If the claims are made easier to understand, evidence suggests they could have a larger impact. Adrian Camilleri, senior lecturer in marketing at the University of Technology in Sydney, has been leading research into how to present carbon impacts to shoppers.
The team looked at existing labels for nutrition, energy efficiency and fuel economy and came up with one that translates emissions into a familiar unit: the equivalent number of lightbulb minutes. So a serving of beef soup is roughly the same as a lightbulb turned on for 2,127 minutes, while a vegetable one is just 314 minutes. When Camilleri tested the label out, purchases of the beef soup fell by “about a third”.
“Companies spend billions on branding to capture consumer attention. Now consider a small and potentially complicated carbon label within this context”
With that focus on simplicity in mind, Mondra is looking at a take on the recognised traffic light system. It has mocked up prototypes for its new label using the red to green scale for overall impact, together with scores for climate change, water scarcity, pesticide toxicity and (the hardest to calculate) biodiversity impact.
However you present carbon labelling, though, there’s no denying the positive intentions. A look at the early adopters shows it stands to make an impact in-house, even if there is some way to go in communicating that to consumers.
By looking closely at its emissions, Quorn worked to reduce the carbon footprint of its mycoprotein by 32%. For Oatly, the exercise led to smarter energy use. By switching all its facilities to renewables, the emissions per carton plummeted from 110gCO2e to just 7gCO2e. Granted, that can’t always be guaranteed, but the company is upfront about any changes. If Oatly’s production is expanded to sites without renewables or suppliers change (as happened in 2018 when a drought led to more oats being sourced from Finland), this is reflected in the footprint on pack.
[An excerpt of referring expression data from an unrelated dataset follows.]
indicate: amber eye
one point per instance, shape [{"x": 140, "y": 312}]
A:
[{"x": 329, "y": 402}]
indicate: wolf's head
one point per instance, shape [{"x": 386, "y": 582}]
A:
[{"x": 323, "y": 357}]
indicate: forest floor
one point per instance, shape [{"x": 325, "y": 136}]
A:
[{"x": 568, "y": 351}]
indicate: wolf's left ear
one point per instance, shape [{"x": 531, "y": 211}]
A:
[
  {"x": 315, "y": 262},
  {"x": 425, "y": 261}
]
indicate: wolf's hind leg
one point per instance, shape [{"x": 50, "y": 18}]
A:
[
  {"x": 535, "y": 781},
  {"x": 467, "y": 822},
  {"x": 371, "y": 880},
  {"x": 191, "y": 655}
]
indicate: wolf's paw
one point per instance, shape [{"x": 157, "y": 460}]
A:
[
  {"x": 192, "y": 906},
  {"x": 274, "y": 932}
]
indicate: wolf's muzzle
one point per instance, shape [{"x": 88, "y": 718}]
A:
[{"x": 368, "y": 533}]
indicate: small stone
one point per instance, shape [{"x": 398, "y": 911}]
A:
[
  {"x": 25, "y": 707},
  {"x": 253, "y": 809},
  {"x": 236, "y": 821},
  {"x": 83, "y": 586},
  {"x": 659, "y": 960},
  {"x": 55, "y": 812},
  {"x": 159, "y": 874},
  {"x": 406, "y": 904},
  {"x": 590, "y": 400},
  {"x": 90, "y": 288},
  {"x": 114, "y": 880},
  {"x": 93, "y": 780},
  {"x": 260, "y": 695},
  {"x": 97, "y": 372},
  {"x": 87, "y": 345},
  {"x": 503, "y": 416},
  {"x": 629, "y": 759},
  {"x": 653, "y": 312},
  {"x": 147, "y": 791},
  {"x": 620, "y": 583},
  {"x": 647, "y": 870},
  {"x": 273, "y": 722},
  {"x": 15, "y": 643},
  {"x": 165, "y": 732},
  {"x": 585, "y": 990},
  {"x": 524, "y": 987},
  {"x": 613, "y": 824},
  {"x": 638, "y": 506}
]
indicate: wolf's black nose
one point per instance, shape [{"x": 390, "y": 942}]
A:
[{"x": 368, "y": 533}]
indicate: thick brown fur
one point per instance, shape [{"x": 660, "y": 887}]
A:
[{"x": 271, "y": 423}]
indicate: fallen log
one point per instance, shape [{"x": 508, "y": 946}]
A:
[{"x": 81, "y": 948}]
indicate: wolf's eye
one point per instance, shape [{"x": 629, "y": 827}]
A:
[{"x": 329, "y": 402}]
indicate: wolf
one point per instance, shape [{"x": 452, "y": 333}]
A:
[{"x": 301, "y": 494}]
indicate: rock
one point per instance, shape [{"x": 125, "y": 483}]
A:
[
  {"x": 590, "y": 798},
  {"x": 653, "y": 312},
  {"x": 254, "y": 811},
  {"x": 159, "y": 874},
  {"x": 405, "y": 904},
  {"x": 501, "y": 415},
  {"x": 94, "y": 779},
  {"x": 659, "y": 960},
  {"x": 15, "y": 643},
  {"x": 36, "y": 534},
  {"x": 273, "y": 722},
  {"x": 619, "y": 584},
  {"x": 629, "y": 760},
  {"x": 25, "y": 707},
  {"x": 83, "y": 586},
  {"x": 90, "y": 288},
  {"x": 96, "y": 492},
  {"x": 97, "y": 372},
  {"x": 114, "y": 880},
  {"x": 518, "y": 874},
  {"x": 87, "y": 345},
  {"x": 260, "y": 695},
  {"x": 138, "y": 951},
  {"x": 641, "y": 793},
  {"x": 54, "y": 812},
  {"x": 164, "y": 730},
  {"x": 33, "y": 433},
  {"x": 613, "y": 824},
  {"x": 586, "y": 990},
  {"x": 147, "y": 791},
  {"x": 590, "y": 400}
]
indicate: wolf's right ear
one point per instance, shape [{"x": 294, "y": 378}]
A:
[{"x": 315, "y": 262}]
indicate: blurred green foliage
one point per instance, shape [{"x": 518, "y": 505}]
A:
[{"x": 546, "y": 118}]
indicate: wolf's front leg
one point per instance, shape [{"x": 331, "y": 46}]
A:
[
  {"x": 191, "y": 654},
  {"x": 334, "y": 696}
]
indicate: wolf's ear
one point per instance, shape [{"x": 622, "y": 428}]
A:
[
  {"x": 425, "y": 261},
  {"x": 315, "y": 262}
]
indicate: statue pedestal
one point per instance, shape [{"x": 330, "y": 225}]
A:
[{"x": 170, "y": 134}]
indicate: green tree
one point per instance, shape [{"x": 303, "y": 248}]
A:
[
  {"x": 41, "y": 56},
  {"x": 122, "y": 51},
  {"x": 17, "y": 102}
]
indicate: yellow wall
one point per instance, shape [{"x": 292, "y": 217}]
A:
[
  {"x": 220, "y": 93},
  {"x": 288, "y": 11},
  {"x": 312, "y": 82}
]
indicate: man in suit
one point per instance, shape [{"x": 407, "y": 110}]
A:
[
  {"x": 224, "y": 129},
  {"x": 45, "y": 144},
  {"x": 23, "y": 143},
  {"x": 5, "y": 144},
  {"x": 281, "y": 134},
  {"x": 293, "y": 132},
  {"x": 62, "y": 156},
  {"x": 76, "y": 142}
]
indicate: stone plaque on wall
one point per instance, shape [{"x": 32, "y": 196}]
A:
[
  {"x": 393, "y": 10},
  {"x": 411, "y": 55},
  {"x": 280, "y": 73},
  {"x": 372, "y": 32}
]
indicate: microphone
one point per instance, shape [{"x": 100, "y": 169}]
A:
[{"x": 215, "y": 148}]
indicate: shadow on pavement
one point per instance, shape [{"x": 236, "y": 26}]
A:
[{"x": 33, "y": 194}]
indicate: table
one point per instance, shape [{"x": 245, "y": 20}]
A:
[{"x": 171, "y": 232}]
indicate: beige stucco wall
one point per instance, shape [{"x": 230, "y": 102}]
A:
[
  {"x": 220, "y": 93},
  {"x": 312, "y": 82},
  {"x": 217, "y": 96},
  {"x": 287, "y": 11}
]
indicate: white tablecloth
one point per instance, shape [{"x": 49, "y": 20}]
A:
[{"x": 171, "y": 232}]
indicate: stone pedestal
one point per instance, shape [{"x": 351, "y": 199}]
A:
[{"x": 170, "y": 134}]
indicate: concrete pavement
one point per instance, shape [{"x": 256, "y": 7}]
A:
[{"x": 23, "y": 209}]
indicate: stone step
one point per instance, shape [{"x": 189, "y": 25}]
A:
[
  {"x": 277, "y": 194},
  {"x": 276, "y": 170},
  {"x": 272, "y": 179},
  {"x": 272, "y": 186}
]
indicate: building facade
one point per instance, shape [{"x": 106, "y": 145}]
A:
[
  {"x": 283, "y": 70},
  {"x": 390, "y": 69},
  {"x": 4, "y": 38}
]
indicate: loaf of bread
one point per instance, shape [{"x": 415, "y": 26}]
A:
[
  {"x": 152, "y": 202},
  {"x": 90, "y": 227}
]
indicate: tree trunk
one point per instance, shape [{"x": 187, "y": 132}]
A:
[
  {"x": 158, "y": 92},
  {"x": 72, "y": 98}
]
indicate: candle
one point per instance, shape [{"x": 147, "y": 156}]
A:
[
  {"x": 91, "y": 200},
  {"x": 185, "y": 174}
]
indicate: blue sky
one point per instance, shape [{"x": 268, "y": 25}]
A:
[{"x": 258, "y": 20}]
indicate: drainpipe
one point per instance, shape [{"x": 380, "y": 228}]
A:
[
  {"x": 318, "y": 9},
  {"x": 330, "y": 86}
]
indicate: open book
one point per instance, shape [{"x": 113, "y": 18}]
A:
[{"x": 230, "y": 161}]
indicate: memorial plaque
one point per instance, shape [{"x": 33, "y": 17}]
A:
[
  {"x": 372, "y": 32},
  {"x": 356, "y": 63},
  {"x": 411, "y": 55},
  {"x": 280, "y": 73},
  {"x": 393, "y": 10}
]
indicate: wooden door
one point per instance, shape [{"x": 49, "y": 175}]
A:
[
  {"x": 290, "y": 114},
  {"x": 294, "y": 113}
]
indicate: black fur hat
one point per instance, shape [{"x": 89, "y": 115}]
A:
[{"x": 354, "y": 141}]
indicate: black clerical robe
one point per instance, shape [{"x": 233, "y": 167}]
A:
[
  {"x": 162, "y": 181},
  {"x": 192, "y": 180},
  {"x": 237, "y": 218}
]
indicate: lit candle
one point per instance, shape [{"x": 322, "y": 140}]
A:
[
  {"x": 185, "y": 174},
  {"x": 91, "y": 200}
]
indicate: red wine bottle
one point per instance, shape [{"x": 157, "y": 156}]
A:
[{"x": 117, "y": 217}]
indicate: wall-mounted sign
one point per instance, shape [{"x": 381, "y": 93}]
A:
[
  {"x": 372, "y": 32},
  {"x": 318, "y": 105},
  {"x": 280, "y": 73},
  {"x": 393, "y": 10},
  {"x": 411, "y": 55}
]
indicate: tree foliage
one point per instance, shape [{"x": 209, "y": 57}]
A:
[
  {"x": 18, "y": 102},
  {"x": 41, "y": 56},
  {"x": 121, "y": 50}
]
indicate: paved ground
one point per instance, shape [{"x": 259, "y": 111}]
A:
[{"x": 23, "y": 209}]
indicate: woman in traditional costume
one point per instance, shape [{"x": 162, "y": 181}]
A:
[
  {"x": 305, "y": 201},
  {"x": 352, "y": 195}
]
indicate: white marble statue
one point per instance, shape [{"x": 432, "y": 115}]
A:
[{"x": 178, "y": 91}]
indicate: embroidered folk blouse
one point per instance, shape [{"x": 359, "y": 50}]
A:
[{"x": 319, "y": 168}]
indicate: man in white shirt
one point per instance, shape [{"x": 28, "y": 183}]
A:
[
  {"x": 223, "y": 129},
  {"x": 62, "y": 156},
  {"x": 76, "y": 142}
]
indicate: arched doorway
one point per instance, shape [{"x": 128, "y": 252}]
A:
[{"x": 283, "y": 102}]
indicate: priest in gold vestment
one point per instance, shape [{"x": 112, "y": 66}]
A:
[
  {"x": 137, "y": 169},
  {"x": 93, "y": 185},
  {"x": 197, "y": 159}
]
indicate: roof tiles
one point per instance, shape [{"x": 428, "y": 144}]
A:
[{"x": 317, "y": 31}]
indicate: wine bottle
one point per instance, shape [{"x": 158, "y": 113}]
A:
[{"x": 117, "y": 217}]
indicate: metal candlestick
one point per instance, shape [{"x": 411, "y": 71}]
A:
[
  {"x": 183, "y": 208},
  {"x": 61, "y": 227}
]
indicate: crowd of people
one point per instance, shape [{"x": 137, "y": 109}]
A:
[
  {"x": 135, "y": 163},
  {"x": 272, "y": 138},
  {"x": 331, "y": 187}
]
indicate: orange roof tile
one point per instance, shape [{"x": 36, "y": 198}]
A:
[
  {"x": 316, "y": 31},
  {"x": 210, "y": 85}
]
Oatly is now calling for better collaboration to make this practice more widespread. “We know consumers are open to getting easy access to environmental data [but] our real challenge is getting the government and industry support to make it readily available,” says Ishen Paran, general manager at Oatly UK.
Of course, this is a similar challenge to the one Tesco faced 10 years ago. But perhaps this time, carbon footprints are on a firmer footing.
Tesco treads new foot(print)path
Footprints take a back seat. In 2012 Tesco dropped its on-pack carbon footprint programme. Since 2015 it’s been working on a new project, which was finally agreed and announced with WWF-UK in 2019.
What’s the plan? The supermarket wants to reduce the environmental impact of the average UK shopping basket by 50%.
How? Good question. It spent the first year deciding which metrics it will use and what its shopping basket will look like. Twenty popular foods have now been selected - including meat, fruit, fish, snacks and drinks - and they’ll be measured against seven criteria, including climate change, deforestation, marine sustainability and food waste. Climate change is seen as the top issue (with a 25% weighting), whilst packaging is at the bottom (8%).
That seems complicated. It is. But it makes sense, not least because it stretches further than greenhouse gas emissions to offer a more accurate impression of what sustainable food looks like. That doesn’t seem to phase Tesco, though, who have said it wants to hit the “sweet spot” where sustainable consumption is made easy for shoppers.
How will it do that? Either by choice editing products so only the most sustainable ones appear on shelf (the approach long favoured by the likes of Marks and Spencer), or by promoting them in store. Whether that could involve labelling, it won’t say. However, it is a potential option.